Ada satu hal yang kupikirkan sepanjang tali hidupku sejak di Hasankeyf. Bagaimana jika aku menolak ajakan Dewa untuk pergi ke Istanbul? Perampok itu mungkin saja tetap datang tapi aku tidak akan tenggelam terlalu jauh. Terlalu jauh mengenal Dewa, terlalu jauh merasakan pelukan terakhir om Muh, terlalu jauh sampai aku mengikuti Dewa masuk ke universitas yang sama.

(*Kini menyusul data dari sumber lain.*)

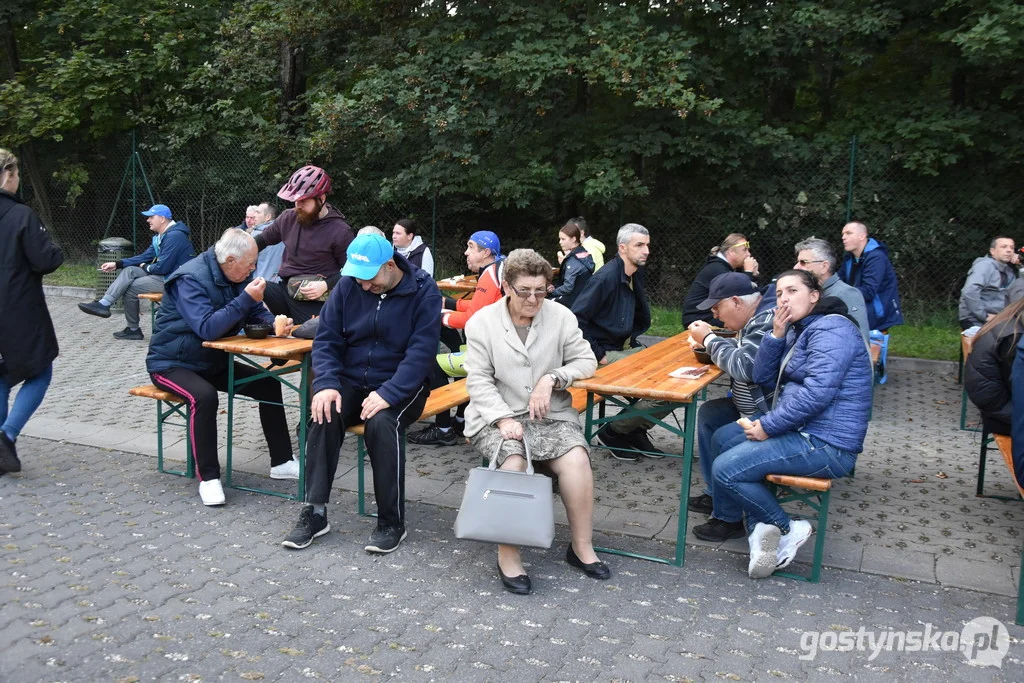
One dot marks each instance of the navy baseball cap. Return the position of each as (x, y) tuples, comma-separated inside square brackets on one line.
[(158, 210), (727, 285), (366, 255)]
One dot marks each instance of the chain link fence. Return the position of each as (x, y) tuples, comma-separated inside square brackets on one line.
[(933, 225)]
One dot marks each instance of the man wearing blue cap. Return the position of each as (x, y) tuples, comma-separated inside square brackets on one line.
[(145, 272), (374, 348), (483, 256)]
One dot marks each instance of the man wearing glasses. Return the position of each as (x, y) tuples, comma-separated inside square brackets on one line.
[(612, 311), (732, 255), (816, 257)]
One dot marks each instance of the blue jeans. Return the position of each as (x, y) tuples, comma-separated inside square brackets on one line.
[(738, 475), (26, 402)]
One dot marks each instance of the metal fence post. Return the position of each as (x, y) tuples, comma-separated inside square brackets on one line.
[(849, 186)]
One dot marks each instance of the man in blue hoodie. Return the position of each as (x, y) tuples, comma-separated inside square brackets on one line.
[(373, 352), (144, 273), (866, 266)]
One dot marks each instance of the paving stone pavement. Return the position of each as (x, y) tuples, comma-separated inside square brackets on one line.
[(113, 571), (909, 512)]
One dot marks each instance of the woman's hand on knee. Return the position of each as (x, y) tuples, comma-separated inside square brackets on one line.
[(509, 428)]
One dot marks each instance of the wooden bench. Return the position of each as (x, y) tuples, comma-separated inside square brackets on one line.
[(815, 494), (1006, 449), (170, 404)]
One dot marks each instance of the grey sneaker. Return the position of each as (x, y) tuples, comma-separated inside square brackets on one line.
[(308, 527), (800, 531), (764, 550), (386, 539)]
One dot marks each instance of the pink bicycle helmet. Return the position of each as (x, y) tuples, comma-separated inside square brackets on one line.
[(307, 181)]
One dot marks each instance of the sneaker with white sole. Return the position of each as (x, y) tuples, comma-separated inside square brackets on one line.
[(800, 531), (764, 550), (289, 470), (211, 492)]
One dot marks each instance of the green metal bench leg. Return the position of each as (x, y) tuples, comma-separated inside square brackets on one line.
[(1020, 593), (163, 414)]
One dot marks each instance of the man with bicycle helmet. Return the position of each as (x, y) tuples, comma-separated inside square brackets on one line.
[(315, 237)]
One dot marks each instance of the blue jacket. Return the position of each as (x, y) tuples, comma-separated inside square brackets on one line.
[(872, 273), (1017, 428), (385, 343), (577, 268), (609, 311), (200, 304), (166, 252), (825, 388)]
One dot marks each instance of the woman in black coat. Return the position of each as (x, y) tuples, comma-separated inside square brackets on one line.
[(988, 368), (28, 343)]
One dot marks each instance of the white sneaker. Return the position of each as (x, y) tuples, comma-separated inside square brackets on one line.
[(211, 492), (764, 550), (800, 531), (289, 470)]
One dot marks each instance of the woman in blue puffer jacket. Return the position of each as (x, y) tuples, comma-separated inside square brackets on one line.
[(821, 369)]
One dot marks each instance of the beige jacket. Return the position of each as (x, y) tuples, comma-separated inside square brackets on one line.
[(503, 371)]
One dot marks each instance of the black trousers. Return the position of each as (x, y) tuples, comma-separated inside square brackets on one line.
[(200, 391), (438, 378), (385, 440), (276, 300)]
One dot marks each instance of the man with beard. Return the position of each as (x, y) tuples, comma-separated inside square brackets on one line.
[(315, 237)]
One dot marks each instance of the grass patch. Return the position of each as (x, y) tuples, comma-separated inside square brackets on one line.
[(931, 331), (73, 274)]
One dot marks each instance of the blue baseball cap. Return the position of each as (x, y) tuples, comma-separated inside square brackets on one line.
[(366, 255), (727, 285), (158, 210), (487, 240)]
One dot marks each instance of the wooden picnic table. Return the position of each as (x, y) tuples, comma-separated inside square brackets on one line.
[(280, 348), (645, 375)]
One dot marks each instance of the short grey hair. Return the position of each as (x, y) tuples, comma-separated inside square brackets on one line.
[(821, 250), (627, 231), (232, 243)]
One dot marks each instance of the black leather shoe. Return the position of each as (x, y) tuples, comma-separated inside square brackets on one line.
[(94, 308), (597, 569), (701, 504), (641, 440), (519, 585)]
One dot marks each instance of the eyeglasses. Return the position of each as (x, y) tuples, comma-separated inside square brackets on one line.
[(525, 294)]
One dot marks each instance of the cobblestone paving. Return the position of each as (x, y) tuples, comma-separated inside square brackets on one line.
[(909, 512), (112, 571)]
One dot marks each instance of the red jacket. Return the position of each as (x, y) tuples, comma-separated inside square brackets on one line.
[(488, 290)]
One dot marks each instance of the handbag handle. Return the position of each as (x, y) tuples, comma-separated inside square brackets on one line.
[(493, 464)]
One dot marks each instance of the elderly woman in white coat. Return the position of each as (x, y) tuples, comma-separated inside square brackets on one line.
[(523, 352)]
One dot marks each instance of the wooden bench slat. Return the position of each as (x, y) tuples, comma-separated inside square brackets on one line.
[(810, 483), (1007, 451)]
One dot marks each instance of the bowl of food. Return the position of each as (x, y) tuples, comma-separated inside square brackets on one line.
[(258, 330), (702, 355)]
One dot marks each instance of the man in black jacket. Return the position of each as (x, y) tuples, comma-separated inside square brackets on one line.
[(612, 311), (732, 255)]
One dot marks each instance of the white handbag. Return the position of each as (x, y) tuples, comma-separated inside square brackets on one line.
[(512, 508)]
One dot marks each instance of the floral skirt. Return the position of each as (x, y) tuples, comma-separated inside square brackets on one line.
[(548, 439)]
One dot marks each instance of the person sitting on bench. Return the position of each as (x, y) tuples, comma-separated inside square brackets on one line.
[(207, 298), (374, 348), (816, 427)]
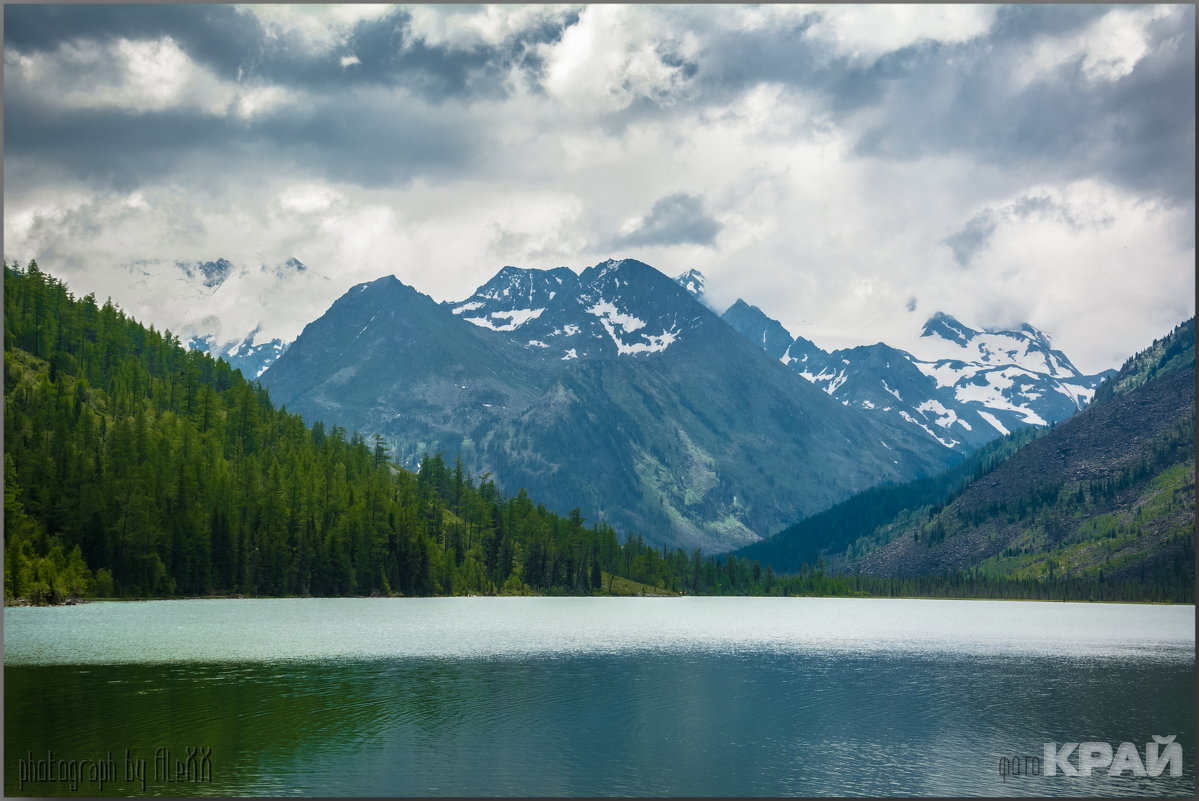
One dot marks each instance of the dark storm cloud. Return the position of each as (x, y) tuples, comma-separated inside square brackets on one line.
[(1136, 131), (217, 36), (337, 138), (674, 220), (974, 236)]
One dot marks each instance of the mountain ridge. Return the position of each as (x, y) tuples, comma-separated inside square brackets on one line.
[(627, 349)]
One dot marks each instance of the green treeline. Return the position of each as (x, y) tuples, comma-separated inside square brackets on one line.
[(137, 468), (841, 528)]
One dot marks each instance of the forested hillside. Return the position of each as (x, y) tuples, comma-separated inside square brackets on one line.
[(137, 468), (1104, 497), (134, 467)]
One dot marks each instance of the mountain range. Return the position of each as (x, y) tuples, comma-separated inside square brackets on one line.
[(963, 390), (614, 391), (620, 391), (1106, 495)]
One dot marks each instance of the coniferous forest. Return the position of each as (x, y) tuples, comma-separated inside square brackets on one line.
[(138, 468)]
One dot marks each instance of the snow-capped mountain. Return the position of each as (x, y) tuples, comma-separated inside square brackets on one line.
[(613, 390), (958, 385), (210, 273), (198, 296), (615, 308), (251, 354), (693, 281)]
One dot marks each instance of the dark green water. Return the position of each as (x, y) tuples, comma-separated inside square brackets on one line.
[(595, 697)]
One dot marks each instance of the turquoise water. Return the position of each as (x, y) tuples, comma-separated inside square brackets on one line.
[(590, 696)]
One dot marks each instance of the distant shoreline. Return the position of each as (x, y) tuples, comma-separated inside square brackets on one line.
[(72, 602)]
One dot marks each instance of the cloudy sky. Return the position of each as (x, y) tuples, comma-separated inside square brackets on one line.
[(849, 169)]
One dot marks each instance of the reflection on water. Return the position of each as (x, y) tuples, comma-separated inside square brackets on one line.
[(776, 716)]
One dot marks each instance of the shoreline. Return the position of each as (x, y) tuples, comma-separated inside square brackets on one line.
[(78, 602)]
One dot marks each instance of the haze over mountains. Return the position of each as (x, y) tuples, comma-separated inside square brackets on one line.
[(964, 389), (614, 391), (618, 391), (1108, 494)]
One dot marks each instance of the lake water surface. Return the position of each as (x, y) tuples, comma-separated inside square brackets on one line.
[(590, 696)]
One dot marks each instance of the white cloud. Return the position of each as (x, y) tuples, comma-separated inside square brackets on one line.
[(318, 28), (1108, 49), (613, 56), (470, 26), (829, 241), (872, 30), (138, 76)]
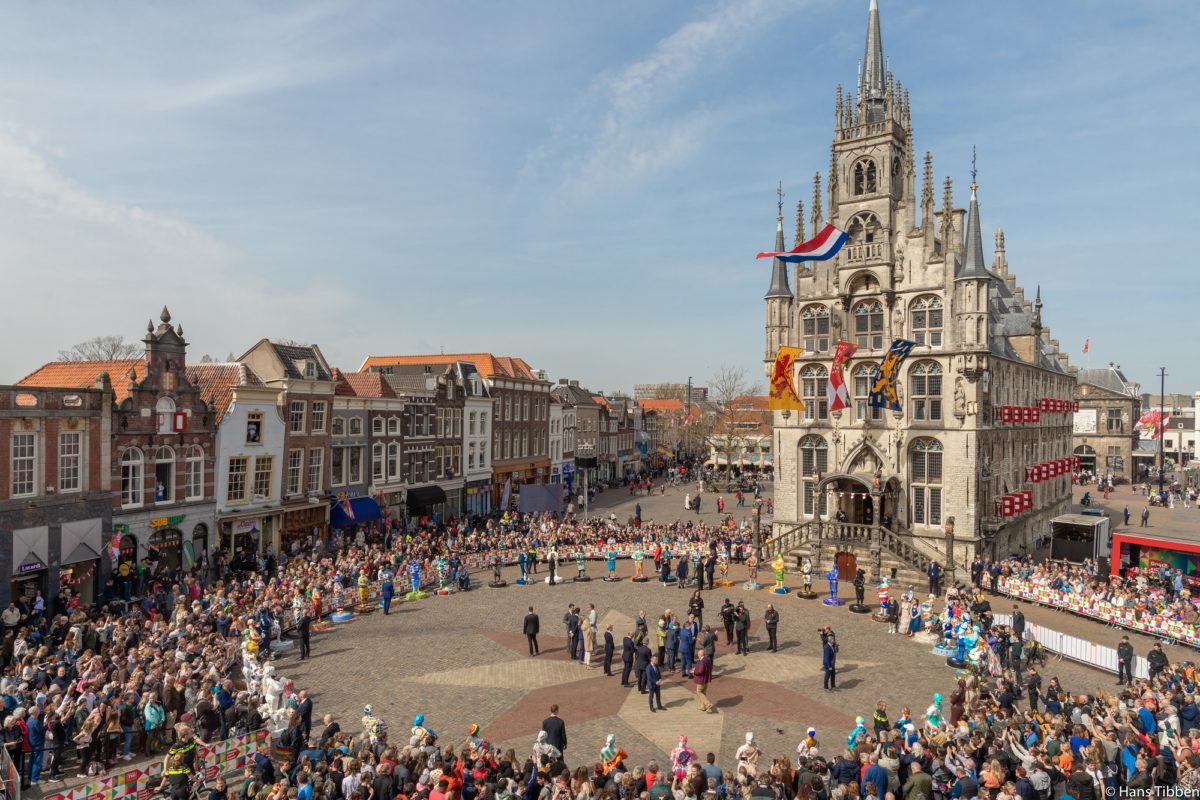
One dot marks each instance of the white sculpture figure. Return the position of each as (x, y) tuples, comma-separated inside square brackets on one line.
[(273, 689)]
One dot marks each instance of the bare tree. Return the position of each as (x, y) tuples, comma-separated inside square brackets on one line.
[(102, 348), (721, 428)]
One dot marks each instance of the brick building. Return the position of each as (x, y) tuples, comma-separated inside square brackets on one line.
[(520, 416), (306, 404), (55, 492), (162, 450)]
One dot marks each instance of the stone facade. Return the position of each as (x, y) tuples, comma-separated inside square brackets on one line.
[(1104, 432), (945, 459)]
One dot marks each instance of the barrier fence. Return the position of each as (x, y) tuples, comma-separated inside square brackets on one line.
[(1175, 630), (216, 759), (11, 777), (1074, 648)]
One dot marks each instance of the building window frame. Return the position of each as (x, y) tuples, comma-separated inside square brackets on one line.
[(23, 464), (70, 462)]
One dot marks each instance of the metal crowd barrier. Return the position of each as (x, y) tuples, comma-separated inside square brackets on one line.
[(1074, 648)]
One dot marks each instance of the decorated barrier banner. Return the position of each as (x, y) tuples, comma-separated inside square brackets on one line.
[(219, 758)]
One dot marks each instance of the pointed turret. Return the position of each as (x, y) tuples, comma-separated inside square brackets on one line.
[(973, 266), (873, 86), (779, 287)]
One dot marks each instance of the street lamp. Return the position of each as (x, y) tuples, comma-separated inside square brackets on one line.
[(588, 461)]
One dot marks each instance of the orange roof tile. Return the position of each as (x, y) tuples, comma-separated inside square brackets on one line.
[(485, 362), (82, 374), (365, 384), (216, 383)]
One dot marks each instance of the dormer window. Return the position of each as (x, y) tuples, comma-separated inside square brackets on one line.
[(165, 409)]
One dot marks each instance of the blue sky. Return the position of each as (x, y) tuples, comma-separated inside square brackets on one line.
[(583, 185)]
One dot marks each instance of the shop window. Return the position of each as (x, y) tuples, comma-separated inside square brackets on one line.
[(165, 475), (255, 428)]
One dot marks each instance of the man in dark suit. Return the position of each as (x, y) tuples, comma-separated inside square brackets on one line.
[(609, 649), (627, 657), (654, 684), (556, 729), (304, 708), (829, 663), (305, 629), (640, 663), (742, 624), (1018, 623), (935, 578), (532, 627)]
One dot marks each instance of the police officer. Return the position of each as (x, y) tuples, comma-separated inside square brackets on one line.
[(179, 763), (727, 620)]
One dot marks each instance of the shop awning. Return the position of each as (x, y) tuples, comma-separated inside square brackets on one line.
[(425, 497), (82, 540), (364, 510)]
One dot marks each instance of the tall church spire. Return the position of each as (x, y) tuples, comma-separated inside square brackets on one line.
[(779, 287), (973, 265), (873, 86)]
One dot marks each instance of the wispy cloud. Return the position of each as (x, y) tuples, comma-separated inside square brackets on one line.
[(629, 124), (30, 178)]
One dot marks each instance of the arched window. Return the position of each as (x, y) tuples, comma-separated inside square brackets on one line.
[(814, 380), (193, 473), (865, 180), (863, 376), (165, 411), (814, 462), (165, 475), (869, 325), (131, 477), (815, 322), (377, 463), (925, 480), (927, 320), (925, 400), (864, 229)]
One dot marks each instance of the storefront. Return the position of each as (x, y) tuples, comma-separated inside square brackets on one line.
[(30, 557), (249, 534), (478, 499), (81, 542), (426, 501), (304, 525)]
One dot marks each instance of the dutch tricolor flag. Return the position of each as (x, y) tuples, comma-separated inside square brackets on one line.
[(821, 247)]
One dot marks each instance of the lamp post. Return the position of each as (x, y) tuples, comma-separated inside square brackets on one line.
[(1162, 427), (587, 462)]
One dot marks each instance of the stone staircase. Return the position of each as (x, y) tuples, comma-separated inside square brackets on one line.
[(883, 553)]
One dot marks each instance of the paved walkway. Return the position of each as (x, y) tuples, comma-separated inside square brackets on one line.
[(462, 660)]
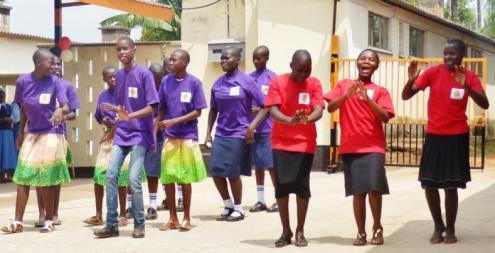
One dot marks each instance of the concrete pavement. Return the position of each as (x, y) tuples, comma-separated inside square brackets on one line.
[(330, 223)]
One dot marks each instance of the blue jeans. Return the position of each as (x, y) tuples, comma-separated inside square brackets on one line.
[(115, 164)]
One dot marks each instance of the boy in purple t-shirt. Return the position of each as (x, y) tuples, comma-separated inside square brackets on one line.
[(262, 146), (181, 101), (42, 157), (136, 99)]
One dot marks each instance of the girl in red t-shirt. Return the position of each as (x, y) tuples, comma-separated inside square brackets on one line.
[(445, 159), (296, 103), (364, 107)]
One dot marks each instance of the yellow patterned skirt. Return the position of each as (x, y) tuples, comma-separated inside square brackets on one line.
[(42, 161)]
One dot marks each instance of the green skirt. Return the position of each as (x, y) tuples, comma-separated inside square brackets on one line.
[(182, 162), (42, 161)]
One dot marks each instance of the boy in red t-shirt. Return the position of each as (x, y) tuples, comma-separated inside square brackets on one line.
[(296, 103), (445, 159), (364, 107)]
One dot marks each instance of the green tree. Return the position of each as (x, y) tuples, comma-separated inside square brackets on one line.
[(152, 29)]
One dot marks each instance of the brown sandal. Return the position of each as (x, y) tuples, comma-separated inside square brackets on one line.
[(360, 240), (185, 226), (377, 237), (14, 227), (94, 221), (284, 240), (169, 225), (301, 240)]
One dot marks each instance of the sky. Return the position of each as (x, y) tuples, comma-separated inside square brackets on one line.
[(80, 23)]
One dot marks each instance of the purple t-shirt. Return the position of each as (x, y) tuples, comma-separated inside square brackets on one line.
[(39, 99), (179, 97), (74, 102), (134, 90), (105, 97), (262, 79), (233, 98)]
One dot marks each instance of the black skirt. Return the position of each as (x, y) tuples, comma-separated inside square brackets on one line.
[(292, 171), (364, 173), (445, 161)]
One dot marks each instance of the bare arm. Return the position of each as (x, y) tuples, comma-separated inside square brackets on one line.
[(410, 89)]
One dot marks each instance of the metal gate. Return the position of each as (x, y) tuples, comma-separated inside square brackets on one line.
[(405, 133)]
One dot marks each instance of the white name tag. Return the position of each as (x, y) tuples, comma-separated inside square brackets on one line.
[(133, 92), (457, 93), (304, 98), (370, 93), (264, 89), (234, 91), (45, 99), (185, 97)]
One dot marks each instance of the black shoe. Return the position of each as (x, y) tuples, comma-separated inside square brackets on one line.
[(163, 206), (138, 233), (273, 208), (107, 231), (238, 217), (128, 214), (226, 213), (180, 205), (258, 207), (151, 214)]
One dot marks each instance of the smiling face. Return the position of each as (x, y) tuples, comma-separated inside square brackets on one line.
[(229, 60), (367, 63), (57, 66), (452, 56), (125, 51)]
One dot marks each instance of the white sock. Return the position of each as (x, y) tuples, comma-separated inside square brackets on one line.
[(260, 189), (228, 203), (129, 200), (153, 200), (239, 210), (179, 190)]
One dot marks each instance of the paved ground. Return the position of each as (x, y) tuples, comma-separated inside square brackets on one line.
[(330, 224)]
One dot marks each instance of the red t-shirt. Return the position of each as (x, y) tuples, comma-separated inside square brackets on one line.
[(361, 129), (448, 100), (291, 96)]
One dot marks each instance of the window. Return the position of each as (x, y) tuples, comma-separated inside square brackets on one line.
[(416, 42), (377, 31)]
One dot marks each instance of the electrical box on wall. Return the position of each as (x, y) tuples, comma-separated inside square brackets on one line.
[(215, 48)]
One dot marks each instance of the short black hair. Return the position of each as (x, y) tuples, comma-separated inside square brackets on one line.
[(459, 44), (128, 40), (108, 69), (183, 53), (40, 52), (370, 50), (301, 54)]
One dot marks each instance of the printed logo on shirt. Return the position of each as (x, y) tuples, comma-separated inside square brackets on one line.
[(185, 97), (304, 98), (133, 92), (457, 93), (370, 93), (234, 91), (45, 98), (264, 89)]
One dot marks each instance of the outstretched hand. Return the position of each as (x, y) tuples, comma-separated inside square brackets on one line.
[(460, 75), (413, 70), (122, 114)]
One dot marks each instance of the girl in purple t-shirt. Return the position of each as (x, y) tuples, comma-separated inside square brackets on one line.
[(181, 101), (42, 157)]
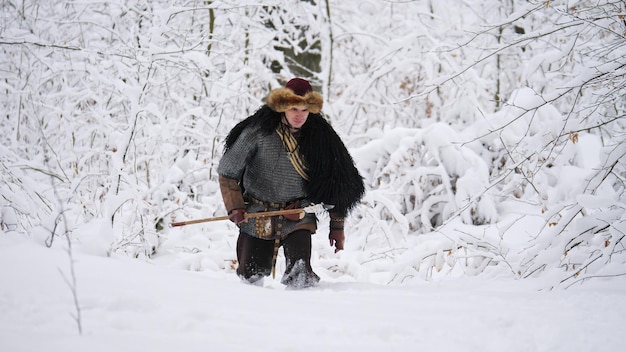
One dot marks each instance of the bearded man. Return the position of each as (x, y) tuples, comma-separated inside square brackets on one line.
[(286, 155)]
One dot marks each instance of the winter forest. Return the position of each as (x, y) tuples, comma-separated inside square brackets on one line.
[(490, 134)]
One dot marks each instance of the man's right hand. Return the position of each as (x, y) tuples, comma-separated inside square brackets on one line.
[(237, 215)]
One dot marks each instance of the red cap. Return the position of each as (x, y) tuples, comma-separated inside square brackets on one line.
[(299, 86)]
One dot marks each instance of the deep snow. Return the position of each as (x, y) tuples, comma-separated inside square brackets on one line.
[(132, 305)]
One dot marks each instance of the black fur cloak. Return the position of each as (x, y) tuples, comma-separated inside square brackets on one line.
[(333, 177)]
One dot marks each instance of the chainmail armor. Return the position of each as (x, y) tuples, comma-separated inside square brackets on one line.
[(262, 166)]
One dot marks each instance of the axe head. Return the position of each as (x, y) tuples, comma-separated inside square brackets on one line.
[(313, 208)]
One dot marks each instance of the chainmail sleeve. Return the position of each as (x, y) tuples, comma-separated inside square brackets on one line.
[(234, 161)]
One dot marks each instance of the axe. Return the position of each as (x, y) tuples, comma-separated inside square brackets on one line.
[(300, 211)]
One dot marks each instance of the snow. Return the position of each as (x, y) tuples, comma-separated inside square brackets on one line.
[(495, 211), (131, 305)]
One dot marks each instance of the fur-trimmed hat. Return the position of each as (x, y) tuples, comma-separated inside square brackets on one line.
[(297, 92)]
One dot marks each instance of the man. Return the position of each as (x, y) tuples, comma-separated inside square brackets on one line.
[(286, 156)]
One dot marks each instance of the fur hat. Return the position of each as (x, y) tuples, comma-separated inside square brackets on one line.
[(297, 92)]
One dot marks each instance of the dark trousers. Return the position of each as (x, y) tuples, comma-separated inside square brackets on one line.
[(255, 258)]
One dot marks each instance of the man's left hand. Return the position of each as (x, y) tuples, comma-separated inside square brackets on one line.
[(337, 238)]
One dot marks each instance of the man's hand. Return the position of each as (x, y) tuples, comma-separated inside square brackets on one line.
[(337, 238), (237, 215)]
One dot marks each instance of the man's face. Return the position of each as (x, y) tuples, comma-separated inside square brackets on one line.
[(297, 115)]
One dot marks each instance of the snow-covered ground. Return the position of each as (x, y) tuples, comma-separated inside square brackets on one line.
[(133, 305)]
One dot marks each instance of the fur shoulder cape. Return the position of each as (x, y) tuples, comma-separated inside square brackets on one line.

Rynda masih menangis di pelukanku. Aku juga ingin menangis sungguh, aku ingin berlari dari hadapan Rynda, mencari pojok sepi untuk kemudian menghabiskan seluruh dayaku di sana. Tapi demi Rynda, demi Dewa dan demi seorang sahabat yang baik aku tidak boleh menangis.
Aku menenangkan Rynda dengan berkali-kali membisikkan, “tidak apa-apa Ryn.” Tidak ada yang tidak apa-apa di sini. Kenapa kalimat itu selalu jadi senjata pamungkas untuk menghibur seseorang?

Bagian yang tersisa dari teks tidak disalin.